The VH-286 measured 12 inches by 10 inches by 2 inches, weighed 6.5 lb including all ten C batteries, and was built into a black plastic case, described by The New York Times as "strikingly attractive". The computer lacked a built-in 3.5-inch floppy drive, but an external drive was sold as an option, a decision the newspaper called controversial. The notebook came with MS-DOS 4.0 on ROM.

===Delays and decline===
The VH-286 was widely hyped in the general and tech press on its announcement in June 1990. The company received a positive review in the May 1990 issue of Byte and was featured on that issue's front cover. Airis billed the VH-286 for a September 1990 release date and US$1,899 street price in July that year. The company missed the deadline when they modified the design of the motherboard to include a VGA port socket for external video display in October, setting a new release date of November. Airis again pushed the release date back for a number of unknown reasons to an unspecified date in November 1990, at which point the company had reconfigured themselves as a strictly mail-order business. In December 1990, Airis received FCC Class B certification for the VH-286, and in February 1991 the company announced that the notebook would be available for sale that month. Airis by that point employed 10 people.

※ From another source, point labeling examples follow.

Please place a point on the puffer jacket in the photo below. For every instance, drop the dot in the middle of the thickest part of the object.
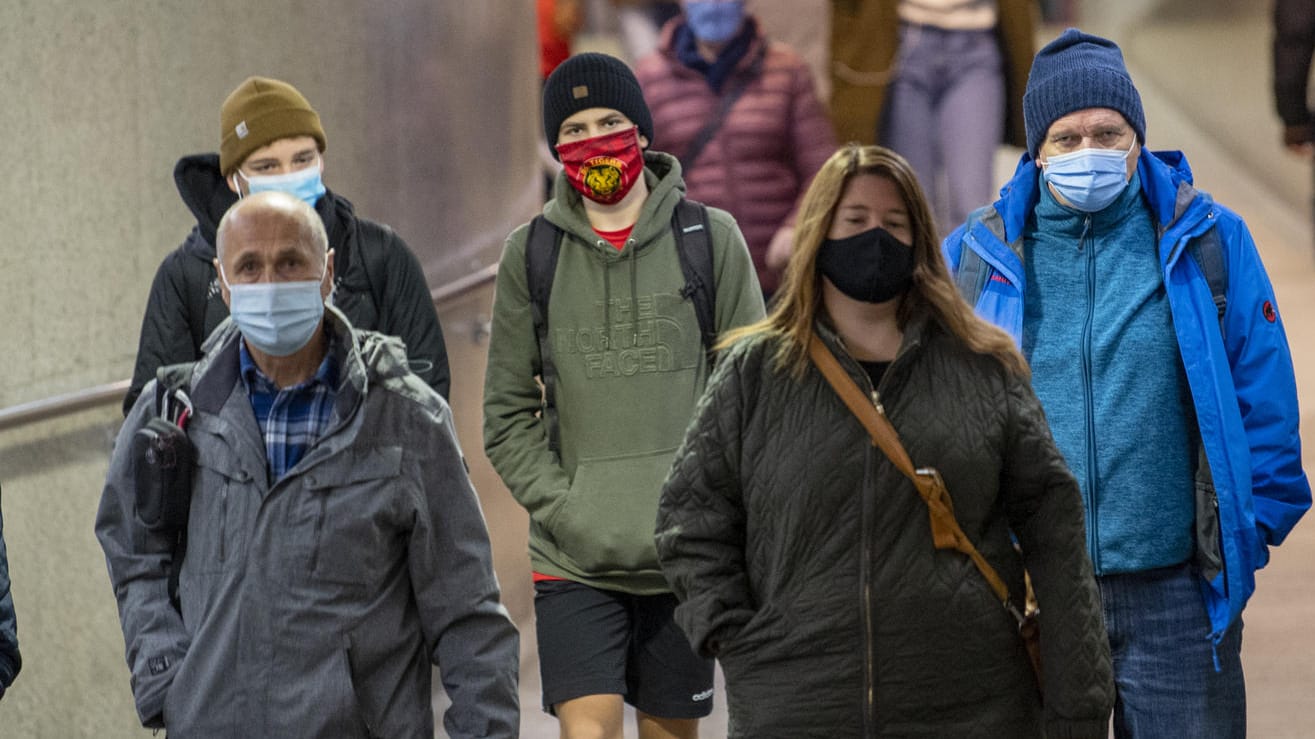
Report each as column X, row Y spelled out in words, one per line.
column 378, row 283
column 804, row 559
column 630, row 366
column 768, row 147
column 314, row 605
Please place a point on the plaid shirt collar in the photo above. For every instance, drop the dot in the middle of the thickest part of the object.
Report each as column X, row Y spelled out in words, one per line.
column 292, row 418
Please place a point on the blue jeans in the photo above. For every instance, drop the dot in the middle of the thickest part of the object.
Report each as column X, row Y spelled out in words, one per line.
column 944, row 113
column 1164, row 667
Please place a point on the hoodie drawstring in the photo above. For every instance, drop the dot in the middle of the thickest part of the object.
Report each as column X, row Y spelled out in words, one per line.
column 634, row 296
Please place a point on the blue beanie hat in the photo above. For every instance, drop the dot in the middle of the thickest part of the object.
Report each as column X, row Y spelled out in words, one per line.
column 1073, row 72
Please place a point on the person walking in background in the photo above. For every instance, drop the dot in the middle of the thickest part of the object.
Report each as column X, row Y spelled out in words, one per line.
column 742, row 116
column 938, row 80
column 11, row 660
column 1293, row 46
column 272, row 140
column 558, row 21
column 591, row 300
column 335, row 548
column 802, row 555
column 1160, row 358
column 639, row 23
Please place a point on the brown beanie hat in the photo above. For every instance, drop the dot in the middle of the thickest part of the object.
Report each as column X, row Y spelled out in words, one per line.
column 259, row 112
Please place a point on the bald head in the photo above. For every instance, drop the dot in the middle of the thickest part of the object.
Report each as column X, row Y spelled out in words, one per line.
column 272, row 214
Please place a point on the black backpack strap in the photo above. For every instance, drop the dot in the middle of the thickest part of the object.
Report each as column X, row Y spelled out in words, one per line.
column 1210, row 257
column 542, row 249
column 174, row 406
column 694, row 246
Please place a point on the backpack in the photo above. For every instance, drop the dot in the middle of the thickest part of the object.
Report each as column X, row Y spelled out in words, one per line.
column 693, row 246
column 162, row 468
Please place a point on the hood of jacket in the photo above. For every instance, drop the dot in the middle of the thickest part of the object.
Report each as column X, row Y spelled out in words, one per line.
column 207, row 195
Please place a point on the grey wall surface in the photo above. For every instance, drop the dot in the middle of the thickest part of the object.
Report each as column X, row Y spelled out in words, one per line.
column 430, row 111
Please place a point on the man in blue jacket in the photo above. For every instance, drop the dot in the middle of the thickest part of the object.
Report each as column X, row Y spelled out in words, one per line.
column 1161, row 362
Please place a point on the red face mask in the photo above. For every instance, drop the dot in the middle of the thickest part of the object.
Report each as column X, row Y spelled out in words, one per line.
column 604, row 167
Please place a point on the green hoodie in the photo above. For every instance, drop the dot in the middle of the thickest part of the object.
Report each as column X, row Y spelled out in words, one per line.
column 625, row 392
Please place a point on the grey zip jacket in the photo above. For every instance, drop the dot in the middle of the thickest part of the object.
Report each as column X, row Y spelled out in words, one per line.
column 316, row 604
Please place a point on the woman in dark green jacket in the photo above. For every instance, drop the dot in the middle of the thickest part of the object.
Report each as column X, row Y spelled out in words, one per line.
column 804, row 559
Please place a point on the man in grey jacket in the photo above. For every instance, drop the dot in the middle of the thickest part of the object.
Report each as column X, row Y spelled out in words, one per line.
column 335, row 547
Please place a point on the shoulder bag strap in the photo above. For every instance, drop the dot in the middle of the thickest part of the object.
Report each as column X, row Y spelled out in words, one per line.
column 946, row 531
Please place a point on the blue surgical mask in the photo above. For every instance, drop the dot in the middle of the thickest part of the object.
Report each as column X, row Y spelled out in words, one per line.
column 276, row 318
column 304, row 184
column 1089, row 179
column 712, row 21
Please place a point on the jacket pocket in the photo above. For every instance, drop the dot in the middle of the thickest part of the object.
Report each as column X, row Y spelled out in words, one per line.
column 350, row 522
column 609, row 516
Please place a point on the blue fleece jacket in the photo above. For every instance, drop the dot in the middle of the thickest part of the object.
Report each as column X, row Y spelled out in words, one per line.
column 1098, row 334
column 1238, row 366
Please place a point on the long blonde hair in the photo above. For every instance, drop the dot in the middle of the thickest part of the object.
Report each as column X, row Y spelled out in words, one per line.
column 932, row 291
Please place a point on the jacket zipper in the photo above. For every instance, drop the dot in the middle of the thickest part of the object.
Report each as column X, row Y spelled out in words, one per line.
column 1088, row 396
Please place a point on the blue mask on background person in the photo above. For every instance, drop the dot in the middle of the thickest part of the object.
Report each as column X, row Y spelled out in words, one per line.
column 276, row 318
column 1089, row 179
column 872, row 266
column 304, row 184
column 714, row 23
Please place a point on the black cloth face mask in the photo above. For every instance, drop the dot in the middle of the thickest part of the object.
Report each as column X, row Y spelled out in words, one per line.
column 872, row 266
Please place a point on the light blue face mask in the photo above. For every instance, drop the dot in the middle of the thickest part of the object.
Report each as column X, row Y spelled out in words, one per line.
column 714, row 23
column 1089, row 179
column 304, row 184
column 276, row 318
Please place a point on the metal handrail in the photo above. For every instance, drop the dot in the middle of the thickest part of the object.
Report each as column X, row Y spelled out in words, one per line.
column 109, row 393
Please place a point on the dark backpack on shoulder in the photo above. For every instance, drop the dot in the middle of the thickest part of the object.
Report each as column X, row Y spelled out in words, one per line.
column 694, row 247
column 163, row 462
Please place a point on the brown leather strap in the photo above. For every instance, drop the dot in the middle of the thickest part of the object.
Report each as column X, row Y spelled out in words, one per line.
column 946, row 531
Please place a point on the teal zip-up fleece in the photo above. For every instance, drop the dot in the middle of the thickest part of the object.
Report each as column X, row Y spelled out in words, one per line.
column 1098, row 333
column 630, row 368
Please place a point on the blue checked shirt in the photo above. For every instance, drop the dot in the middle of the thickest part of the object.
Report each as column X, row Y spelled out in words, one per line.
column 291, row 420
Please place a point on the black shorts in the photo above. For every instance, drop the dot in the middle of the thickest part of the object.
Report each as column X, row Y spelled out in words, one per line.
column 601, row 642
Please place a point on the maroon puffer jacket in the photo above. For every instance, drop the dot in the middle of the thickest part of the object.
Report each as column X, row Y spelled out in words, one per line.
column 771, row 143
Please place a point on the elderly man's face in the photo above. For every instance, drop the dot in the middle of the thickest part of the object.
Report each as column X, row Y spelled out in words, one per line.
column 1090, row 128
column 268, row 246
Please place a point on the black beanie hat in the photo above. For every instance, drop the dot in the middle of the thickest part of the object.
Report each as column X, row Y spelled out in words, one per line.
column 592, row 80
column 1073, row 72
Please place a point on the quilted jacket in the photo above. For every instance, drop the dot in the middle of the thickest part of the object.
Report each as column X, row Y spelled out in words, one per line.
column 804, row 559
column 769, row 145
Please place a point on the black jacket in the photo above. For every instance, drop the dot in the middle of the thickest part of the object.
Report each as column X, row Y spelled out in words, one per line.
column 1294, row 42
column 804, row 559
column 11, row 662
column 378, row 283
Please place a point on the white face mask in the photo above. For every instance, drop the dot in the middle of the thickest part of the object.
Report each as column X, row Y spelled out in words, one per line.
column 305, row 184
column 276, row 318
column 1090, row 179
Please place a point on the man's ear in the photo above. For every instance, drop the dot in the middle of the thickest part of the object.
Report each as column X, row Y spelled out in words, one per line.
column 224, row 288
column 326, row 284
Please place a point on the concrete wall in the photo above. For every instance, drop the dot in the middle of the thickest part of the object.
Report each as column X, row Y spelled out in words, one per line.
column 430, row 112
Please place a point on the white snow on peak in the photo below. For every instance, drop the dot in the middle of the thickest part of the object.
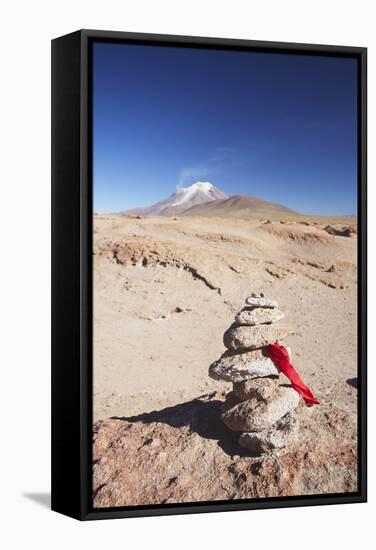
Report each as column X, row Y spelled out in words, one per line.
column 186, row 193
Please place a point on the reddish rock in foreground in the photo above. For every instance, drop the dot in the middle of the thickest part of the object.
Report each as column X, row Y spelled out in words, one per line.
column 185, row 454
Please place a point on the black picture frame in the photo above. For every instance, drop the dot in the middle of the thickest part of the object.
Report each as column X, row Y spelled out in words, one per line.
column 72, row 268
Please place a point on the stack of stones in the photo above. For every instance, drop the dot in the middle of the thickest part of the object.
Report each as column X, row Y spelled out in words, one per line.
column 259, row 407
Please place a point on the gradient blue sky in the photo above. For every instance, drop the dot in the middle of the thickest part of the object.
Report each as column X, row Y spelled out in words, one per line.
column 276, row 126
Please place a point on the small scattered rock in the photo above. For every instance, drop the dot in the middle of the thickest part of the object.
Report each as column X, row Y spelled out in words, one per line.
column 260, row 301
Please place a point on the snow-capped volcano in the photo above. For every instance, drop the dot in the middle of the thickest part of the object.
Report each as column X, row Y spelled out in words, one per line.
column 183, row 198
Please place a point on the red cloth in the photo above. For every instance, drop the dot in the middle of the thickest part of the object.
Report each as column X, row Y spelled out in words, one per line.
column 280, row 357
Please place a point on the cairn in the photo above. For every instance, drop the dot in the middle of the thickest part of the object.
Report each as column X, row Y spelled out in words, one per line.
column 259, row 407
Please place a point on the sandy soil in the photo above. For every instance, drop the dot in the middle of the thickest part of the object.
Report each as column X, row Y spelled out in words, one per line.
column 165, row 290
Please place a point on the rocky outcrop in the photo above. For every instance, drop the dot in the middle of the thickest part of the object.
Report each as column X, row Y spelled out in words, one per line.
column 184, row 454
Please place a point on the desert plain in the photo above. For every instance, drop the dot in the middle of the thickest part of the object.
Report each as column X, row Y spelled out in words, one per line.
column 165, row 290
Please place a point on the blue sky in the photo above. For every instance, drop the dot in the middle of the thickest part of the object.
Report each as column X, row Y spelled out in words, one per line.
column 276, row 126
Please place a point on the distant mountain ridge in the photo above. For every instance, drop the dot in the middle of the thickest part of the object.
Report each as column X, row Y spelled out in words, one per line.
column 183, row 199
column 204, row 199
column 239, row 206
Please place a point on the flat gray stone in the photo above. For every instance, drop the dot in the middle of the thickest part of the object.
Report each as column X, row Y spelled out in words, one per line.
column 256, row 415
column 243, row 337
column 254, row 316
column 238, row 367
column 277, row 437
column 260, row 302
column 258, row 388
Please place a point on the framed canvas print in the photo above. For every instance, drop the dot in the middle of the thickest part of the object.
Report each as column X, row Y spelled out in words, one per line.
column 208, row 274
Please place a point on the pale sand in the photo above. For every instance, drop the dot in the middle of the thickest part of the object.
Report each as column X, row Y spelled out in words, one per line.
column 158, row 326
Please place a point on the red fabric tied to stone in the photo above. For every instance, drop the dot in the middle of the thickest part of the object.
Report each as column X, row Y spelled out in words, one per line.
column 280, row 357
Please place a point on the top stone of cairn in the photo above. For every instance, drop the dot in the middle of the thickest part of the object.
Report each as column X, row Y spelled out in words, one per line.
column 259, row 300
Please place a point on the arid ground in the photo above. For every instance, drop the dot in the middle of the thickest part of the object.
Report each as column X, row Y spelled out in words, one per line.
column 165, row 289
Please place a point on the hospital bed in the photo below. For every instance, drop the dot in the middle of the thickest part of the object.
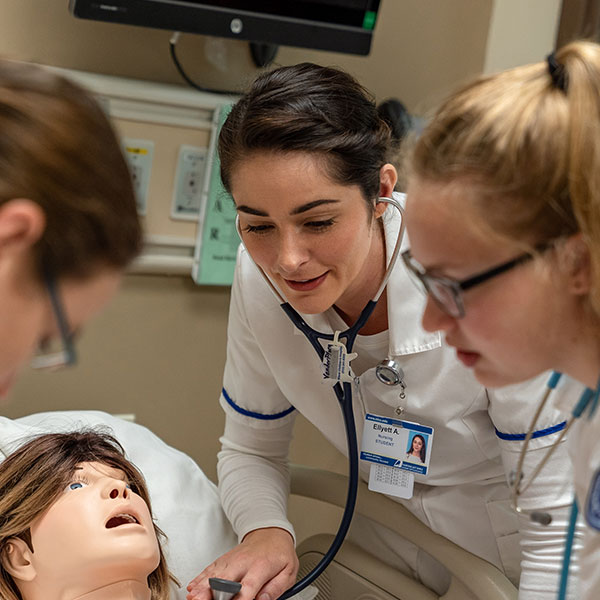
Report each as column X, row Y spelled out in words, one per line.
column 186, row 507
column 357, row 575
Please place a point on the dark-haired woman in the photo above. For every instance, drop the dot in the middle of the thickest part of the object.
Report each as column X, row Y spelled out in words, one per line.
column 305, row 157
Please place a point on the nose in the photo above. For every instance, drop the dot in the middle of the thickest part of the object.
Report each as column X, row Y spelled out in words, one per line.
column 292, row 252
column 435, row 319
column 115, row 489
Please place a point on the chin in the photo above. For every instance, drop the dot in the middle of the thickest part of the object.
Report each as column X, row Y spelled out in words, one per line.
column 493, row 379
column 310, row 306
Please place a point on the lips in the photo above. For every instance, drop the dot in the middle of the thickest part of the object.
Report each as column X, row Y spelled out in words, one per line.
column 120, row 519
column 305, row 285
column 467, row 358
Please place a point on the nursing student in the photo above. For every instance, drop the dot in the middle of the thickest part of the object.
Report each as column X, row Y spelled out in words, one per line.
column 68, row 221
column 305, row 157
column 504, row 220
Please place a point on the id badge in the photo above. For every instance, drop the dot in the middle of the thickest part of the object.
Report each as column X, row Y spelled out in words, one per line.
column 399, row 444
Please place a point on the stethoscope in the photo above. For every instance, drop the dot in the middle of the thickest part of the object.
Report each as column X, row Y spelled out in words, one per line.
column 335, row 359
column 587, row 400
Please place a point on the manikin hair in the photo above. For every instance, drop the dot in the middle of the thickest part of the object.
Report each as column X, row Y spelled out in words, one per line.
column 529, row 144
column 33, row 477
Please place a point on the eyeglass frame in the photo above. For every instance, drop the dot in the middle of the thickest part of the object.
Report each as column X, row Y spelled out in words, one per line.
column 457, row 287
column 68, row 355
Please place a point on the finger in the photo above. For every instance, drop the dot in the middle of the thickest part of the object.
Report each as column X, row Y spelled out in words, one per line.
column 276, row 586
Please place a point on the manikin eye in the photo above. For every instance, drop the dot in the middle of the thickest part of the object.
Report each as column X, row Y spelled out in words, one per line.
column 78, row 484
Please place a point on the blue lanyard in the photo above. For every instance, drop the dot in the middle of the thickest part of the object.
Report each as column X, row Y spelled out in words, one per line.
column 589, row 398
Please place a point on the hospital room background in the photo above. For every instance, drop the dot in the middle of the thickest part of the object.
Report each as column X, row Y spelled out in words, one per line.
column 157, row 354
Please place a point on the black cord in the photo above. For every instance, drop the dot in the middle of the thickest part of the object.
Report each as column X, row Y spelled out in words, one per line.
column 188, row 80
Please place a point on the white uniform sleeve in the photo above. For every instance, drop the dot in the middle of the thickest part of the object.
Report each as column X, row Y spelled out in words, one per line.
column 551, row 492
column 253, row 463
column 254, row 477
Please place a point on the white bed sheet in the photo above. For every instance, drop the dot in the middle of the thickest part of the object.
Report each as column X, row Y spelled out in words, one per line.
column 185, row 502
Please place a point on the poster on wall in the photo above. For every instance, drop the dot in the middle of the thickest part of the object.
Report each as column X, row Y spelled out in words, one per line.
column 217, row 240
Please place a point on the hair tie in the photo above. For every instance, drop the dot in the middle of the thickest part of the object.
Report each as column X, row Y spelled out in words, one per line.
column 557, row 72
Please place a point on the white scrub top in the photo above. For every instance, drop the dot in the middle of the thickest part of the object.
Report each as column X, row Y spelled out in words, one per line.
column 272, row 372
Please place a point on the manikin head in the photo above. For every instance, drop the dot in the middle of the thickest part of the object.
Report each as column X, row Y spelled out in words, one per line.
column 76, row 523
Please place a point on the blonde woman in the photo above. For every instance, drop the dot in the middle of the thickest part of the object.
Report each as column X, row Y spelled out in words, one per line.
column 503, row 214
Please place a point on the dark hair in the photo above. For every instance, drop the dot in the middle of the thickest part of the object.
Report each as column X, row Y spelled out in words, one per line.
column 309, row 108
column 32, row 477
column 58, row 149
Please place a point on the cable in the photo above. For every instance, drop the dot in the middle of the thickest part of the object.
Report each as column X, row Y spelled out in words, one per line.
column 172, row 43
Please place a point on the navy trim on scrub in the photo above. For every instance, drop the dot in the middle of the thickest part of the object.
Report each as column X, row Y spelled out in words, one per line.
column 249, row 413
column 519, row 437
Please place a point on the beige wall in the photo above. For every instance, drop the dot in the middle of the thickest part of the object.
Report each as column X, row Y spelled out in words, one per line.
column 158, row 351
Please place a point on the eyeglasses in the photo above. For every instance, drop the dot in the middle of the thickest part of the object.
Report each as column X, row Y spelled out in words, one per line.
column 60, row 352
column 447, row 293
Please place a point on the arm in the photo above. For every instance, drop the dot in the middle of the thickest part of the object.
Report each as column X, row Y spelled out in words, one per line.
column 254, row 486
column 252, row 467
column 551, row 492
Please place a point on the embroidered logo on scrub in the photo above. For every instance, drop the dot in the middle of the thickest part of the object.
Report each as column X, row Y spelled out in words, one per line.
column 592, row 506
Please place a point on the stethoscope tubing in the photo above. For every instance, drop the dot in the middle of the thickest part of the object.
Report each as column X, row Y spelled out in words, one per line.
column 352, row 493
column 343, row 392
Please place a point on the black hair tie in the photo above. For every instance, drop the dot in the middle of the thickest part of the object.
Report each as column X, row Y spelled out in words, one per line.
column 557, row 72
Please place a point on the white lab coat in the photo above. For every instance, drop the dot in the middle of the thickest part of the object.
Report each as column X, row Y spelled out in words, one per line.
column 272, row 369
column 584, row 449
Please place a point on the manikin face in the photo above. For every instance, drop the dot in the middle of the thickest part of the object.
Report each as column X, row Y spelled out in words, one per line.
column 27, row 317
column 516, row 325
column 316, row 239
column 97, row 533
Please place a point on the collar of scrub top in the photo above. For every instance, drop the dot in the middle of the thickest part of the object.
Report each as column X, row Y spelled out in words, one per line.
column 349, row 334
column 588, row 399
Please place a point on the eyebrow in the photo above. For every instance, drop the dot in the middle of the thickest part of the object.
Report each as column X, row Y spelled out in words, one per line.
column 297, row 211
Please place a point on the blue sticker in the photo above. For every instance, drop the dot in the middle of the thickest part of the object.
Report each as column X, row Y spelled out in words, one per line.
column 592, row 506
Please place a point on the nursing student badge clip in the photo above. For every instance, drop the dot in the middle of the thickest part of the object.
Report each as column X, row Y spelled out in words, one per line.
column 336, row 362
column 398, row 449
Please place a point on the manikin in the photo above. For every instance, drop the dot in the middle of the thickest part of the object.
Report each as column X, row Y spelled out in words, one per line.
column 76, row 524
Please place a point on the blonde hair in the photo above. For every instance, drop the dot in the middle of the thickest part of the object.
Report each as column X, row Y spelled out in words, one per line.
column 531, row 148
column 32, row 477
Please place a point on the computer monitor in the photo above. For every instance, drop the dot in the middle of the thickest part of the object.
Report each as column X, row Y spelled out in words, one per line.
column 335, row 25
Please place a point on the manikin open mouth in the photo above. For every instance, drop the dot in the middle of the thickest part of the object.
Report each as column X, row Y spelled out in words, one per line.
column 121, row 519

In January 1992, however, PC Magazine editor Bill Howard asserted that the VH-286 had never shipped, Byte later repeating this claim in July 1995. In October 1991, the Harris Corporation had filed a lawsuit with the United States Patent and Trademark Office against Airis for trademark infringement, which concluded in 1993. In that time, Airis let the rights to their namesake trademark lapse, in December 1992. Airis themselves collapsed on January 2, 1993.